1. A power tool (1) comprising a driver (8), an output shaft (11), a threaded spindle driver (12), and a linear actuator (13), wherein, The torque generated by the driver (8) can be transmitted to the linear actuator (13) via the output shaft (11) and the threaded spindle driver (12) connected to the output shaft (11). The feature is that it includes an eccentric transmission device (10) for torque adjustment between the driver (8) and the threaded spindle driver (12), wherein the eccentric transmission device (10) includes a drive eccentric member (14) drivable by the driver (8), an eccentric gear (15) drivable by the drive eccentric member (14), and a compensating connector (17) drivable by the eccentric gear (15) and used to transmit torque from the eccentric gear (15) to the output shaft (11), the compensating connector (17) being implemented with a connecting element. (22) Parallel crank coupling, the free end (22a) of each connecting element (22) of the compensating coupling protrudes from the orifice (21) of the eccentric gear (15), and the free end (22a) of each connecting element (22) is further connected to the output shaft (11) in such a way that torque can be transmitted from the connecting element (22) of the compensating coupling (17) to the output shaft (11), an involute tooth portion (20) is included between the ring gear (16) fixedly connected to the housing (2) and the eccentric gear (15), and the eccentric gear (15) is positioned in the ring gear (16).

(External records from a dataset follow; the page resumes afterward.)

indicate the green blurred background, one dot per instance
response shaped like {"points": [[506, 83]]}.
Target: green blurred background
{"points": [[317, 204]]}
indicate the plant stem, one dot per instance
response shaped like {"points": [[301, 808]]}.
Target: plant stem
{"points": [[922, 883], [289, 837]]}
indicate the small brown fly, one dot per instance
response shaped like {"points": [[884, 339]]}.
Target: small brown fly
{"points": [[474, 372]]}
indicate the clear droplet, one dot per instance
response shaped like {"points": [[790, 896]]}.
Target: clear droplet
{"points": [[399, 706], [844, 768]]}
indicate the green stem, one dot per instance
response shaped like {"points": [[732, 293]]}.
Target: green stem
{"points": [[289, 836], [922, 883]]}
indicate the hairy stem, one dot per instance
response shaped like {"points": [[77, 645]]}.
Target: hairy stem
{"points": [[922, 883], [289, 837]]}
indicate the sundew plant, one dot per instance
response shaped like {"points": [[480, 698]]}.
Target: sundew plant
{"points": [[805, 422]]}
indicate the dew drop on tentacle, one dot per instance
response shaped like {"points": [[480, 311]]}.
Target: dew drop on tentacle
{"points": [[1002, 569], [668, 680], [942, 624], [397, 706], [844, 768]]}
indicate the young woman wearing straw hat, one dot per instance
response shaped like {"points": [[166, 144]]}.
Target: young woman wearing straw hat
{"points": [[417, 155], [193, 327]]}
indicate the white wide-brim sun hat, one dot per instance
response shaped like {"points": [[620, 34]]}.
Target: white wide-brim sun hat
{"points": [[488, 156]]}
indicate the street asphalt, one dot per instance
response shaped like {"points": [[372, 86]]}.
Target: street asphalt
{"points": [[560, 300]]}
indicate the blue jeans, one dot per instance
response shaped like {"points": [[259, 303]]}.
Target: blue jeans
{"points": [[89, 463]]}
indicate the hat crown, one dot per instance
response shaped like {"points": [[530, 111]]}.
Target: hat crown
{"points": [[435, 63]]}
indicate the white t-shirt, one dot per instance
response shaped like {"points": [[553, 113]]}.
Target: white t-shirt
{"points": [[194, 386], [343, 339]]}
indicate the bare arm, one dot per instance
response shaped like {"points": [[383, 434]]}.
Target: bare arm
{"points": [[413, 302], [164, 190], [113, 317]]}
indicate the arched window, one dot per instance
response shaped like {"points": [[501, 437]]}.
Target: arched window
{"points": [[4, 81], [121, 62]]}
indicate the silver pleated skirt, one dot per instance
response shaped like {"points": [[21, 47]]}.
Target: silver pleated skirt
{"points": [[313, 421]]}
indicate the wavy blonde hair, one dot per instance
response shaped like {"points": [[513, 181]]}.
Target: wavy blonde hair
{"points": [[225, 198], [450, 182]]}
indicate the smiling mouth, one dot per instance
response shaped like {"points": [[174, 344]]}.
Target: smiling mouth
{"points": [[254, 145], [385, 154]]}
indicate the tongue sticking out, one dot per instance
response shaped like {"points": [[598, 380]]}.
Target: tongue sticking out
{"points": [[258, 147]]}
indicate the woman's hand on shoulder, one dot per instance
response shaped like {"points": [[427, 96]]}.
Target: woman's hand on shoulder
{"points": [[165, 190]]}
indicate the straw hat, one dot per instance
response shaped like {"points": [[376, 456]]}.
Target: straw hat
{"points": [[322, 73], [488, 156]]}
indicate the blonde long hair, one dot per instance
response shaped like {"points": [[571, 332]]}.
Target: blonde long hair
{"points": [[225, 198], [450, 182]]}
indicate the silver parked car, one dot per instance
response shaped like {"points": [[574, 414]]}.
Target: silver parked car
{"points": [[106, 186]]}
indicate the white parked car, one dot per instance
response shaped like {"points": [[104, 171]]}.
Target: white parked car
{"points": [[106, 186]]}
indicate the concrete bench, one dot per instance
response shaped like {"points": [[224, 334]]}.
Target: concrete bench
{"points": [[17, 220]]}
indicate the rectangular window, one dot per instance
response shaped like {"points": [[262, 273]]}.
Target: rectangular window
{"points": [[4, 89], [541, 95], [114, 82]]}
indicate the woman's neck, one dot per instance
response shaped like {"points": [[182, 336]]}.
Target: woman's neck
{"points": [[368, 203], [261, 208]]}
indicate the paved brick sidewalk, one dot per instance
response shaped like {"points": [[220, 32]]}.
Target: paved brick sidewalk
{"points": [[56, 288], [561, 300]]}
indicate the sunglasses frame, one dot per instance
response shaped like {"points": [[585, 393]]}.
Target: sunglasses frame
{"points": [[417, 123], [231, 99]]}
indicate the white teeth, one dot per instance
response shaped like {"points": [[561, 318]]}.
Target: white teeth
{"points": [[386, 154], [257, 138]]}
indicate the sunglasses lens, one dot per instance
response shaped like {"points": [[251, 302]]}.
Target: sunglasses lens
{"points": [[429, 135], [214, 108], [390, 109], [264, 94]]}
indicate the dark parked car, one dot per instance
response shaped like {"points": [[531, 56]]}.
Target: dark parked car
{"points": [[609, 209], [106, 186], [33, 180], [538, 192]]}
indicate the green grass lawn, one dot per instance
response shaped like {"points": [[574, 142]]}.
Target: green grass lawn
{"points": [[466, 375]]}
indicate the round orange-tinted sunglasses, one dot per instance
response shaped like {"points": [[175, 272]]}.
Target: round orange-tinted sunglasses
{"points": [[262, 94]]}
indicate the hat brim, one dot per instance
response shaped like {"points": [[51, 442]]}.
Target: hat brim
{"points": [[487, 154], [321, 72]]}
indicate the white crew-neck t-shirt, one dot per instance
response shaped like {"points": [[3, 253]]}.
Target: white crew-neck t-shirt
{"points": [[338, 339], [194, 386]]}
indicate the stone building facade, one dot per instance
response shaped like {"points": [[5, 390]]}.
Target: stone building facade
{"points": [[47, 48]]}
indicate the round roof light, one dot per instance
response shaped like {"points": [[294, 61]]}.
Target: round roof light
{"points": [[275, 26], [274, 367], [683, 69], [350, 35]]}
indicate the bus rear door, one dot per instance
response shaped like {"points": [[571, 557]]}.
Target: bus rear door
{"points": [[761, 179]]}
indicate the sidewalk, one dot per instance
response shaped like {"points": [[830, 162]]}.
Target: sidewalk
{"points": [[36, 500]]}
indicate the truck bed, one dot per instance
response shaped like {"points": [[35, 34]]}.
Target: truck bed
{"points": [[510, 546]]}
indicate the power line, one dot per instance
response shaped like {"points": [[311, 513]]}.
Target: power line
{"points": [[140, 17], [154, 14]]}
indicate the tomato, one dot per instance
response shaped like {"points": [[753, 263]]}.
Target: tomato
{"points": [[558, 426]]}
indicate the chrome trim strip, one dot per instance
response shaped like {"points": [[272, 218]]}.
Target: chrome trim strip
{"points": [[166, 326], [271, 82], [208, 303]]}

2. The power tool (1) as described in claim 1. Its features are, The eccentric transmission device (10) is configured as a single stage, and the transmission ratio is from 1:10 to 1:

100.

3. The power tool (1) as described in claim 1. Its features are, The eccentric gear (15) and the ring gear (16) have a tooth difference of 1 to 2 teeth.

4. The power tool (1) as described in claim 1. Its features are, The ring gear (16) has between 20 and 200 teeth.

5. The power tool (1) as described in claim 1. Its features are, The maximum inner diameter of the ring gear (16) is between 20 mm and 200 mm.

6. The power tool (1) as described in claim 1. Its features are, The ring gear (16) of the eccentric transmission device (10) is rotatably mounted in the housing (2).

7. The power tool (1) as described in claim 1. Its features are, The eccentric drive device (10) is at least partially made of sintered metal material.

8. The power tool (1) as described in claim 1. Its features are, The eccentric drive (10) is at least partially made of polymer.

9. The power tool (1) as described in claim 1 or 2. Its features are, The eccentric gear (15) includes at least one aperture (21) for receiving a connecting element (22), wherein the diameter (DA) of the aperture (21) corresponds at least to the diameter (DK) of the connecting element (22) and to twice the value of the eccentricity (E) of the eccentric gear (15).

10. The power tool (1) as described in claim 1. Its features are, The power tool (1) is a pipe press.